Quand j’ai entendu parler de ce livre, le deuxième roman de Phoebe Hadjimarkos Clarke, ma curiosité a immédiatement été attisée. C’est l’histoire de Fauvel, une femme qui, la vie en vrac après avoir été éborgnée lors d’une manifestation, quitte temporairement la ville pour la campagne française. L’objectif : garder pendant quelques semaines la chienne du père d’une amie et profiter du calme environnant. Cette chienne, Hannah, est toutefois un peu spéciale : c’est une clone de Hannah (l’originale), dont le cadavre empaillé orne le salon. Si leurs physiques sont identiques, leurs caractères diffèrent. C’est en effet peu dire que Hannah (la clone) est très indépendante et volontiers menaçante.
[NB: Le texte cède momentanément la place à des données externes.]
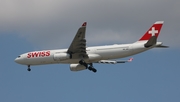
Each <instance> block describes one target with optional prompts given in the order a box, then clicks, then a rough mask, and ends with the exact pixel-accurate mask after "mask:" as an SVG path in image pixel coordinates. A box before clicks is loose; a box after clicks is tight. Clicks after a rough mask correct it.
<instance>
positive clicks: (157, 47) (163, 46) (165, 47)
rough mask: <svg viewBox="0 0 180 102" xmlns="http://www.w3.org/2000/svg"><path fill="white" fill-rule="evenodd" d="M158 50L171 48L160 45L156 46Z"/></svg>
mask: <svg viewBox="0 0 180 102" xmlns="http://www.w3.org/2000/svg"><path fill="white" fill-rule="evenodd" d="M156 48H169V46H164V45H160V46H156Z"/></svg>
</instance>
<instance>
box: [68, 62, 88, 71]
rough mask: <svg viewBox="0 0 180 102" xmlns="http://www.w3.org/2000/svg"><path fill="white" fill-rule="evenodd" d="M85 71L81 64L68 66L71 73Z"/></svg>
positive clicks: (77, 64)
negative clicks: (69, 67)
mask: <svg viewBox="0 0 180 102" xmlns="http://www.w3.org/2000/svg"><path fill="white" fill-rule="evenodd" d="M84 69H86V67H85V66H84V65H81V64H70V70H71V71H81V70H84Z"/></svg>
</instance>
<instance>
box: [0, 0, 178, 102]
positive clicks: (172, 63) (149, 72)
mask: <svg viewBox="0 0 180 102" xmlns="http://www.w3.org/2000/svg"><path fill="white" fill-rule="evenodd" d="M179 5H180V1H179V0H173V1H169V0H98V1H97V0H74V1H72V0H31V1H26V0H1V1H0V46H1V50H0V53H1V54H0V55H1V61H0V101H1V102H12V101H15V102H49V101H51V102H59V101H63V102H69V101H74V102H77V101H78V102H110V101H111V102H119V101H123V102H144V101H146V102H152V101H153V102H159V101H163V102H170V101H171V102H179V101H180V97H179V96H180V87H179V86H180V81H179V79H180V74H179V73H180V69H179V68H180V67H179V63H180V61H179V57H180V54H179V52H180V45H179V44H180V40H179V39H180V34H179V32H180V29H179V27H180V22H179V18H180V10H179V9H180V6H179ZM158 20H162V21H164V25H163V28H162V30H161V34H160V35H159V38H158V41H162V42H163V43H164V45H168V46H170V47H169V48H167V49H160V48H157V49H152V50H149V51H147V52H143V53H141V54H138V55H134V56H130V57H133V58H134V60H133V62H131V63H126V64H115V65H109V64H108V65H107V64H94V67H95V68H96V69H97V73H93V72H90V71H89V70H84V71H79V72H71V71H70V69H69V65H68V64H53V65H41V66H32V67H31V69H32V71H31V72H28V71H27V66H23V65H19V64H17V63H15V62H14V59H15V58H16V57H17V56H18V55H20V54H22V53H25V52H28V51H34V50H44V49H57V48H67V47H69V45H70V43H71V41H72V39H73V38H74V36H75V34H76V32H77V29H78V28H79V27H80V26H81V24H82V23H83V22H85V21H86V22H87V28H86V40H87V46H94V45H109V44H123V43H133V42H135V41H137V40H138V39H139V38H140V37H141V36H142V35H143V34H144V33H145V32H146V31H147V30H148V29H149V27H150V26H151V25H152V24H153V23H154V22H156V21H158ZM130 57H128V58H130ZM128 58H123V59H128Z"/></svg>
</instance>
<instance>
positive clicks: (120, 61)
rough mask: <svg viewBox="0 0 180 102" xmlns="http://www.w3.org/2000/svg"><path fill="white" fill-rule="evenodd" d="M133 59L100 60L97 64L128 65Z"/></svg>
mask: <svg viewBox="0 0 180 102" xmlns="http://www.w3.org/2000/svg"><path fill="white" fill-rule="evenodd" d="M132 60H133V58H130V59H129V60H117V61H116V60H100V61H98V62H97V63H103V64H117V63H126V62H131V61H132Z"/></svg>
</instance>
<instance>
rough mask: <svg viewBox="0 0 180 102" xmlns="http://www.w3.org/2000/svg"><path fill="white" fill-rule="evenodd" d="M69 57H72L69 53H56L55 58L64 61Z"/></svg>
mask: <svg viewBox="0 0 180 102" xmlns="http://www.w3.org/2000/svg"><path fill="white" fill-rule="evenodd" d="M67 59H70V55H69V54H68V53H57V54H54V60H56V61H63V60H67Z"/></svg>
Comme si ça ne suffisait par pour troubler ce qui devait être une retraite paisible, les activités d’un troupeau de chasseurs dans les environs ne sont pas de nature à rassurer Fauvel.
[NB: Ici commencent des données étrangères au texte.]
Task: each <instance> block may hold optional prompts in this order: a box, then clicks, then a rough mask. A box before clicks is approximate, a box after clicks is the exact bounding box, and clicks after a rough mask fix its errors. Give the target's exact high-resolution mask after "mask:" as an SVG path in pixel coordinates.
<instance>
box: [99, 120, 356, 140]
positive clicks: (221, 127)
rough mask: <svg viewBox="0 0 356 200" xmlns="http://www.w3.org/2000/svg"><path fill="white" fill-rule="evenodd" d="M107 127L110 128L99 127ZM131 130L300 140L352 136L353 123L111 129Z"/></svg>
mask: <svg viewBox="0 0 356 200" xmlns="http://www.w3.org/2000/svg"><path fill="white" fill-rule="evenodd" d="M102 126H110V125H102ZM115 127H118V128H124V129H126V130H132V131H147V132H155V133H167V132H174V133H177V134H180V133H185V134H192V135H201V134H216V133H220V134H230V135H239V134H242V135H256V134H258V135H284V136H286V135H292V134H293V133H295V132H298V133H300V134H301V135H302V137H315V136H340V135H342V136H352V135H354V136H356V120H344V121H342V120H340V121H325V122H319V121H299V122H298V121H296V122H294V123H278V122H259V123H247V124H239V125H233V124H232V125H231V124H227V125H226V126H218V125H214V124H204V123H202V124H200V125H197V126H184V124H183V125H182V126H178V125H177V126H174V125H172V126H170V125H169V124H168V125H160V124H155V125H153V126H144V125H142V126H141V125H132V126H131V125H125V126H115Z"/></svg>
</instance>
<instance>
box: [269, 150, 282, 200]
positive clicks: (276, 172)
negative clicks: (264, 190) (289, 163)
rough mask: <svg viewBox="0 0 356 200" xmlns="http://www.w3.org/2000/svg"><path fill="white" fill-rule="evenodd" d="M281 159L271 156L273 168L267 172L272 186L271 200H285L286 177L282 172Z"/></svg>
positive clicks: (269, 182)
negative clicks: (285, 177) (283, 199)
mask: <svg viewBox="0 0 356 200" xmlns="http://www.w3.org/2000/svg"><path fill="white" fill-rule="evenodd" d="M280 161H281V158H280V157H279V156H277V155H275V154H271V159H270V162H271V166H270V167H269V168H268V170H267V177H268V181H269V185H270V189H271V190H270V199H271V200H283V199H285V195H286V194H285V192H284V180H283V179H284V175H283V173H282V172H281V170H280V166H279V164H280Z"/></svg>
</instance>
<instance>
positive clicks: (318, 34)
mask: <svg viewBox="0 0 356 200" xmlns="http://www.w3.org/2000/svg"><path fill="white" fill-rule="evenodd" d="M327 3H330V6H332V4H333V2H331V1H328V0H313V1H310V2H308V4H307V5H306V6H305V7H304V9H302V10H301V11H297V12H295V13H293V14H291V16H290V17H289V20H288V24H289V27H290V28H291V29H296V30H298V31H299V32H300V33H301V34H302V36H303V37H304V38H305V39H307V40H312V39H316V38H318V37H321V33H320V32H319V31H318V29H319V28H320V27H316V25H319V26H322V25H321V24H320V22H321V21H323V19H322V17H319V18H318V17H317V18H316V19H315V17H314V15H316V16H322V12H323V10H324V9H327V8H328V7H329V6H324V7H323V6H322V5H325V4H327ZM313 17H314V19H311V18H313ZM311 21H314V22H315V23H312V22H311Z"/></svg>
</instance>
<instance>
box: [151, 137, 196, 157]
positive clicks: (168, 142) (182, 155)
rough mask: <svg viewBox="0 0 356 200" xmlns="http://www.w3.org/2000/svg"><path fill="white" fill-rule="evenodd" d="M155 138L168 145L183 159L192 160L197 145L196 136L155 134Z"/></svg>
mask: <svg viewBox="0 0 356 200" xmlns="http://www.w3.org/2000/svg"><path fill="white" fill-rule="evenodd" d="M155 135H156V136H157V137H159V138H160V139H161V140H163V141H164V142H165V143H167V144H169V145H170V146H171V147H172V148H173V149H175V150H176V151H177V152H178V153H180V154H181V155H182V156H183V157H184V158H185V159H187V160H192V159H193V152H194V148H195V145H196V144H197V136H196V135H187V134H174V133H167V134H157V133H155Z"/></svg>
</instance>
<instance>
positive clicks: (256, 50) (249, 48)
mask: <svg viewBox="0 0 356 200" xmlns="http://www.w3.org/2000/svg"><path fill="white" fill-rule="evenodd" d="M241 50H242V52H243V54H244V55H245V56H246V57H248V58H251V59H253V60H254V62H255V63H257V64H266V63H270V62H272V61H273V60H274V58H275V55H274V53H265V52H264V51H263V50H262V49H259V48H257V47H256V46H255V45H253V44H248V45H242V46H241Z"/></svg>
Compte tenu des aspects sociaux abordés par le roman et des lieux dans lesquels l’histoire se déroule (la campagne un peu isolée, un peu réac et occupée par des chasseurs tout puissants), je n’ai pas pu m’empêcher de penser à Minuit dans le siècle, un podcast consacré à la décortication du fascisme, en particulier à son épisode 20 que je pose ici : Aux sources du vote FN/RN (2) : concurrences et solidarités dans les campagnes en déclin. Quant à l’intervention dans cette histoire d’un jeune sociologue revenu au village pour enquêter sur des témoignages d’enlèvements extraterrestres, elle ajoute une dose de bizarre à ce roman qui n’est pas sans m’en rappeler un autre, qui lui aussi traite de sociologie, d’enlèvements extraterrestres (?) et de fascisme : OVNI 78 du collectif Wu Ming. Aliène, toutefois, s’attarde davantage sur la violence proprement masculine et se passe - à peu de choses près - de nos jours, dans un contexte post-gilets jaunes. Il traite aussi explicitement, crûment, de la condition animale, ce qui pourrait bien en faire un roman vegan.
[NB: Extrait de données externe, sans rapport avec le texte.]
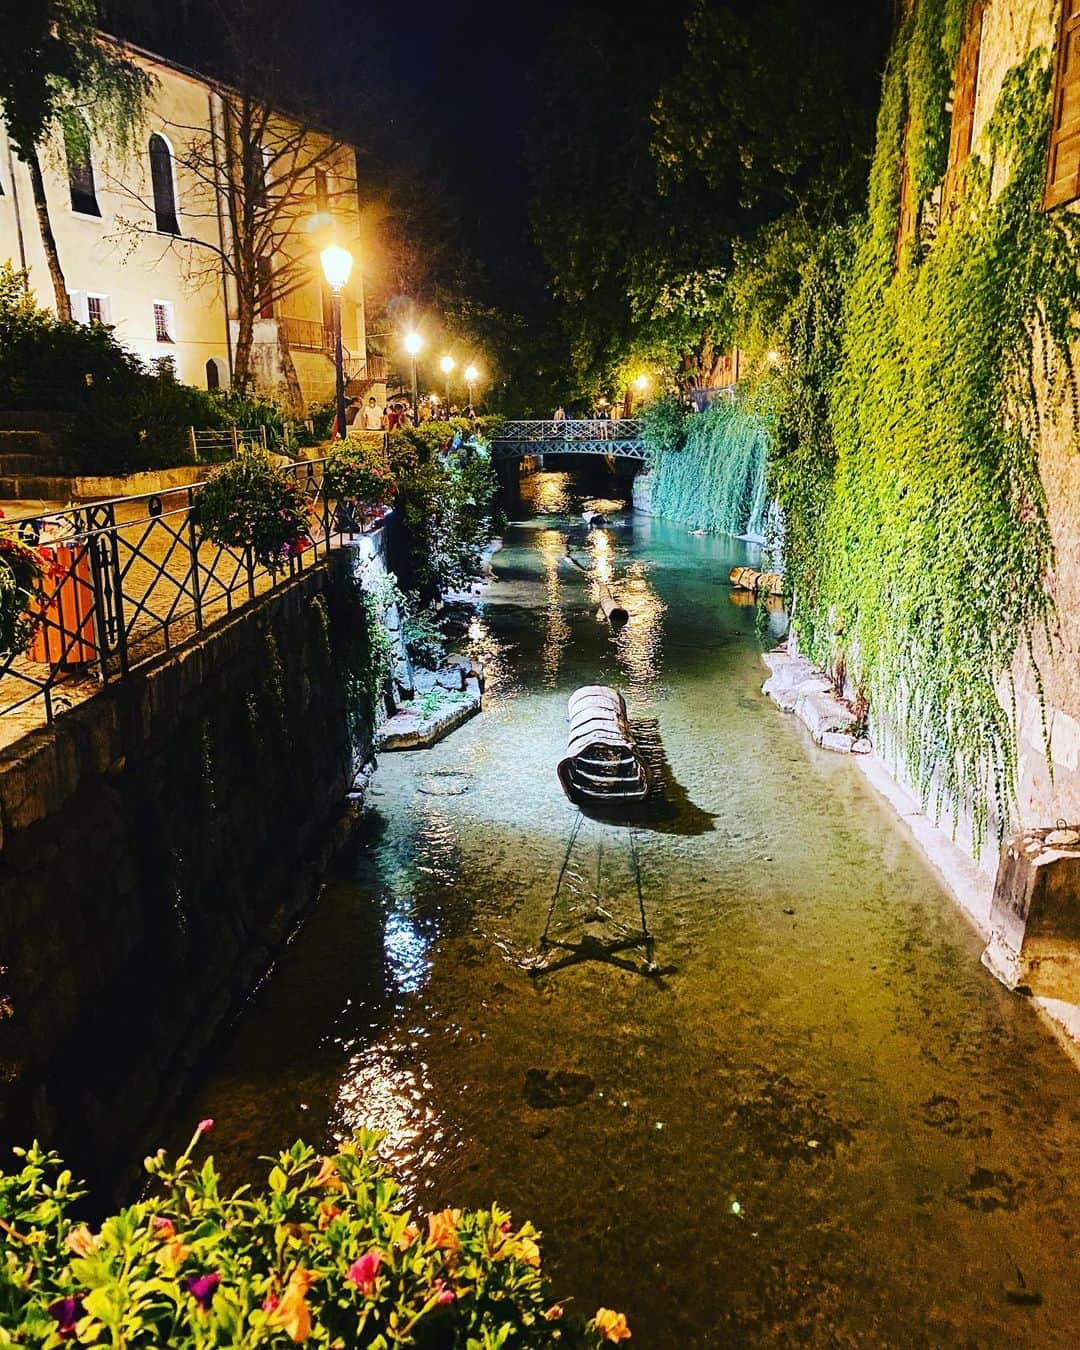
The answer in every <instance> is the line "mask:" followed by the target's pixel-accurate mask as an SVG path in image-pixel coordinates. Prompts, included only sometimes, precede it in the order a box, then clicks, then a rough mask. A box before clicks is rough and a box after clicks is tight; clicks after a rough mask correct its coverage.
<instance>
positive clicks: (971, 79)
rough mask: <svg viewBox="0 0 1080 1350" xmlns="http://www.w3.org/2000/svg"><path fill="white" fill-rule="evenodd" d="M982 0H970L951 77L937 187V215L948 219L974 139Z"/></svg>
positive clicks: (982, 44) (981, 23) (980, 48)
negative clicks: (949, 122)
mask: <svg viewBox="0 0 1080 1350" xmlns="http://www.w3.org/2000/svg"><path fill="white" fill-rule="evenodd" d="M984 9H985V4H984V0H973V3H972V7H971V9H969V11H968V23H967V27H965V30H964V41H963V42H961V45H960V55H958V58H957V62H956V78H954V80H953V120H952V131H950V134H949V167H948V170H946V171H945V185H944V188H942V189H941V216H942V220H945V219H948V215H949V209H950V207H953V205H954V204H956V201H957V197H958V190H960V170H961V169H963V167H964V165H965V163H967V161H968V157H969V155H971V147H972V143H973V140H975V99H976V94H977V92H979V55H980V51H981V47H983V12H984Z"/></svg>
Par son écriture, Phoebe Hadjimarkos Clarke arrive à rendre tangibles les environnements et les corps, ce qui n’est pas sans donner une dimension supplémentaire à Aliène. Tout cela en fait un roman bizarre, sec et violent, mais aussi touchant par certains abords, notamment la relation qui se noue entre Fauvel et Hannah. En gros, c’est un roman qui m’a beaucoup plu et qui m’a donné envie de suivre la carrière de cette autrice. Je commencerai par essayer de me procurer Tabor, son premier livre sorti en 2021.